Im unsure how to start, and have been wrestling with proving by contradiction by saying n IS divisible by 4 and by saying so that m^2 + n IS divisible by 4 but i dont think that works at all.. any help would be great!
 A: You were on the right way.
If $m$ is even, then you can write $m=2k$. Then $m^2=4k^2$ is divisible by 4.
Now suppose by contradiction that $m^2+n $ is divisible by 4, i.e
$m^2+n =4 \ell $. Then
$$
n=4\ell-m^2=4(\ell-k^2),
$$
that is $n$ would be divisible by 4, a contradiction.
A: A couple of hints.  If $m$ is even then can you prove that $m^2$ is divisible by $4$?
And do you know that if $A$ is divisible by $k$ then $A+B$ is divisible by $k$ if and only if $B$ is divisible by $k$?
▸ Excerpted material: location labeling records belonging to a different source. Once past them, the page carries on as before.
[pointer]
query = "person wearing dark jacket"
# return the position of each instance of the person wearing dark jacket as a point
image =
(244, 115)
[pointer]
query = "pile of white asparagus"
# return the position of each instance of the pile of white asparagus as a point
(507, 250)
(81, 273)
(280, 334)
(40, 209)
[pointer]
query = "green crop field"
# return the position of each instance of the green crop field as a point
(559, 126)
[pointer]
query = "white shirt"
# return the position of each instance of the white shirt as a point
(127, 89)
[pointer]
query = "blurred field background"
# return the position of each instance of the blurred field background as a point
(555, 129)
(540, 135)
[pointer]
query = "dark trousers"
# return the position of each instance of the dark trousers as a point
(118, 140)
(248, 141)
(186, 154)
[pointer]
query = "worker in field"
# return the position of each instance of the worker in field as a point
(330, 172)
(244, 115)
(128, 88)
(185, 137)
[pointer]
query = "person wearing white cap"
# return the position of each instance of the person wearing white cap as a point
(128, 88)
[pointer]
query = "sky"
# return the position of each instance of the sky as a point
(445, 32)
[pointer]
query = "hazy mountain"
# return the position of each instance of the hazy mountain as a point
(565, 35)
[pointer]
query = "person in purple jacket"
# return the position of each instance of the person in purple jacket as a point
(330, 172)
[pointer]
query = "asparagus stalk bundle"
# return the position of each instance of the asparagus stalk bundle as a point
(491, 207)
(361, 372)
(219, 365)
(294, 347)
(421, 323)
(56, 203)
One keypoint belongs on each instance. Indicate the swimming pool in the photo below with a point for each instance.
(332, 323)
Can you put these all together?
Maybe you can use the division Theorem:  For any integer $M$ and any natural number $n$ there are unique integers $q,r$ where $M = n\cdot q + r$ and $0\le r < n$.  (Think of it as $r$ is the remainder when you divide $M$ by $n$ and $q$ is the quotient rounded down to the nearest interval).
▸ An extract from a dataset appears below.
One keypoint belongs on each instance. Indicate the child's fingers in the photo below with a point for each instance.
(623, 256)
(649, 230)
Try it on your own and then read below how I put it together 
=========
$m$ is even so there is an integer $k$ so that $m = 2k$.
That means $m^2 = 4k^2$ so $4|m^2$.
[Lemma:  If $k|A$ then $k|A+B$ if and only if $k|B$.  Pf: Let $A=kn$, if $4|A+B$ then there is an $m$ so that $A+B = 4m$. That means $B = 4m-A=4m-4n=4(m-n)$ and $4|B$.  Otherwise if $4|B$ then there is an $k$ so that $B = 4k$ and $A+B = 4m + 4k = 4(m+k)$ and $4|A+B$.]
So $4|m^2 + n$ if and only if $4|4k^2 +n$ if and only if $4|n$.  But we were told $4\not \mid n$.
... of course... that's just how I worded it.  You can prove it any way you want.